Third option is false coz 1.01 is double by default and u cant store double in float(1.01 is taken as 1.01d).it will run fine if u rite 1.01f.
fourth is no problem,it will run fine without riting a d suffix.
hope u got that!!
Hi!!
constants which r in range wont throw any error.like byte b=10;though 10 is in range ,still the compiler knows that it is a constant whose value is not going to change and it is within limits so it is okie
another thing which will work is
final int j=30;
byte b=j;
this will also work fine.
Hi shilpa,
Abt the layouts,suppose u have initially borderlayout and u have added buttons to it,specifying flow or grid layout ,would override it and the components will b placed acc to the new layout.
but if u have flow layout and u give borderlayout afterwards,it wont override ,but give a completely new layoutwhich is blank.It will enclipse the previous layout with the components.
Why this happens ,i dont have a clue,i read it some where but no reasons were given.
Hi shilpa!
the confusing thing is the method another(valhold v,int i),it has used the same name v ,which is different from original v.Let us take it as v1.Now when we call this method,v1 is also pointing to the i of v ,when we set v1.i=20(originally v.i in the question),the i of main v also gets value 20.Then the value of v1 is pointed to vh,which has nothing to do with original v whose value is set to 20.Hence it gives twenty.
hope u get it.Any doubts u can mail me at puneetpruthi@usa.net
Hi gunjan
remember two main facts abt casting
1.At compile time,it will check if the two objects can denote an object of a class,where this class is subtype of both source and destination.
Otherwise it will give compile time error.
2.if it compiles then at run time it will check for the cast.
suppose the cast is
(abc)dest
if dest instanceof abc returns true,then it is a valid cast otherwise it will give class cast exception.
Inner classes can have any level of nesting.

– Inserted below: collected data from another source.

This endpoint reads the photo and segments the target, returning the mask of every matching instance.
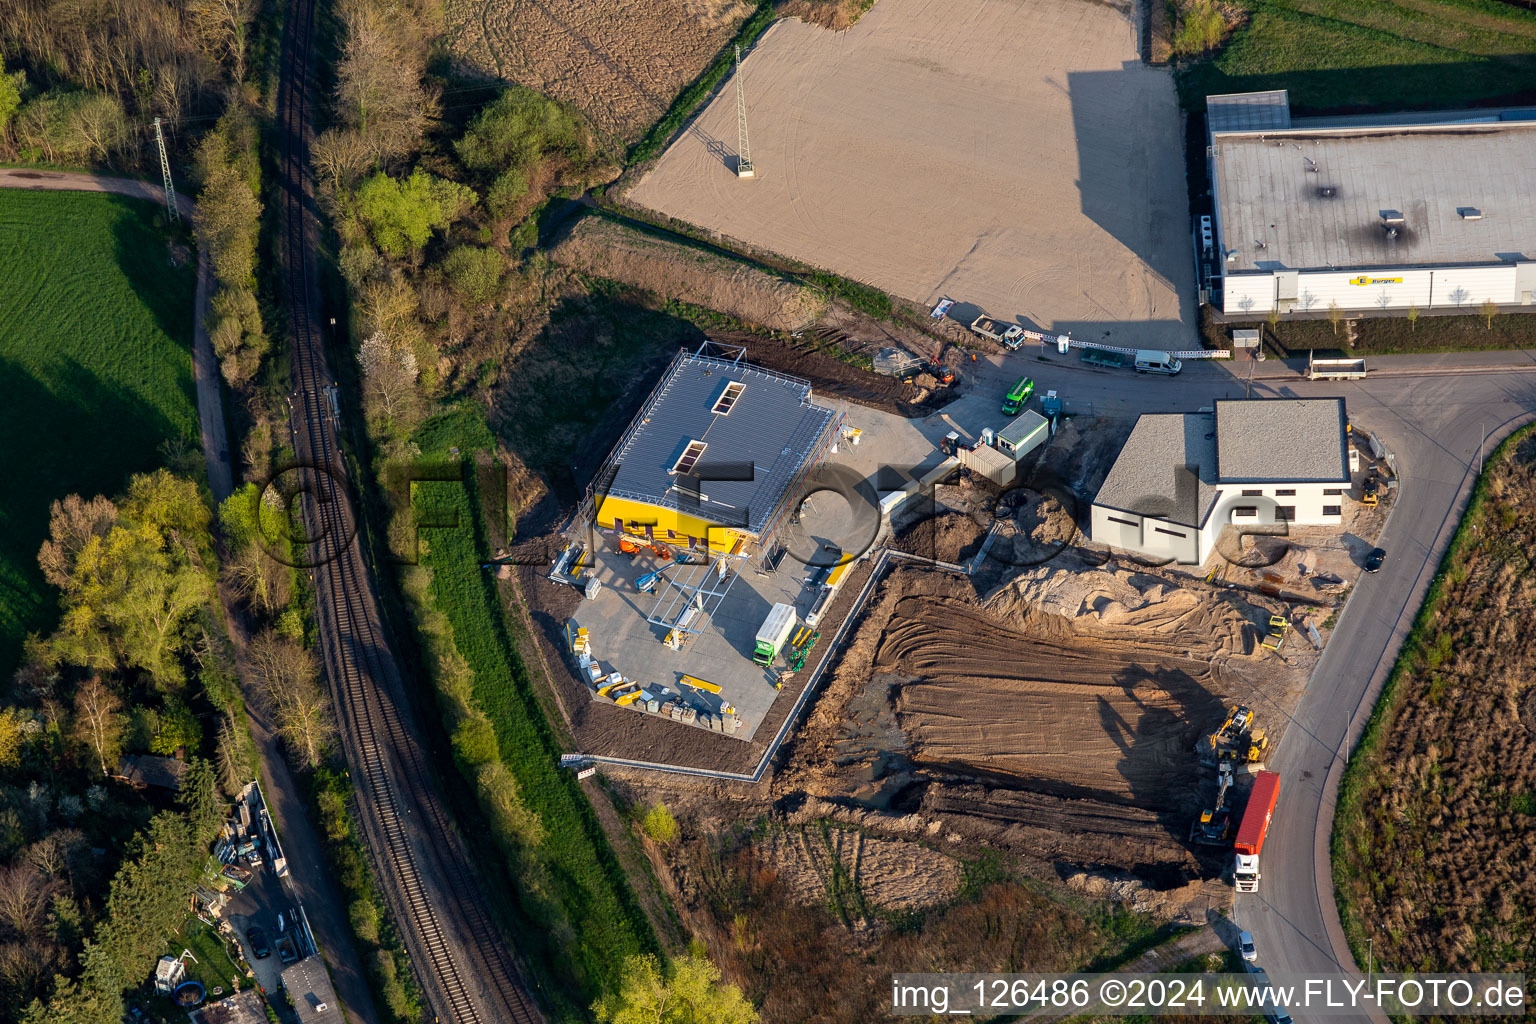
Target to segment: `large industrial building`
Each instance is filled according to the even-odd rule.
[[[1536,111],[1292,122],[1211,96],[1201,282],[1227,317],[1477,312],[1536,294]]]
[[[586,512],[600,530],[746,557],[792,512],[838,423],[803,380],[739,353],[679,352],[599,472]]]
[[[1148,413],[1093,499],[1100,544],[1200,565],[1222,527],[1343,522],[1352,478],[1342,398],[1234,399]]]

What would be the right way to create an instance of inner-most class if we have three levels of nested class like;
class outer
{
class inner
{
class inner1
{}
}
void temp()
{
outer.inner i = new outer.inner();
//Compiler Error outer.inner.inner1 j = new outer.inner.inner();
//Compiler Error inner1 k = new inner1();
}
}
Hi tanveer,
Non static inner classes need an instance of outer class.
and since u r creating the instance of inner inside the outer class itself,u dont need to write outer.inner i,this wud also work
inner i=new inner();which is like
inner i=this.new inner() coz non ststic method wud place 'this' implicitly.
to create the instance of inner class u need it to define
inner.inner1 j=new inner().new inner1();
which is equavalent to
inner.inner1 j=this.new inner().new inner1();
hope this will clear your doubt.
thanx naveed!!
u for clearing my doubt!!
Hi all,
i am having problem with this code
class abc{
public static void main(String args[]){
int i=0;
int []a={3,6};
a[i]=i=9;
System.out.println(i+""+a[0]+""+a[1]);
}
}
as the assignment operator works from right to left ,this shud give arrayout of bound error.But it runs smoothly!!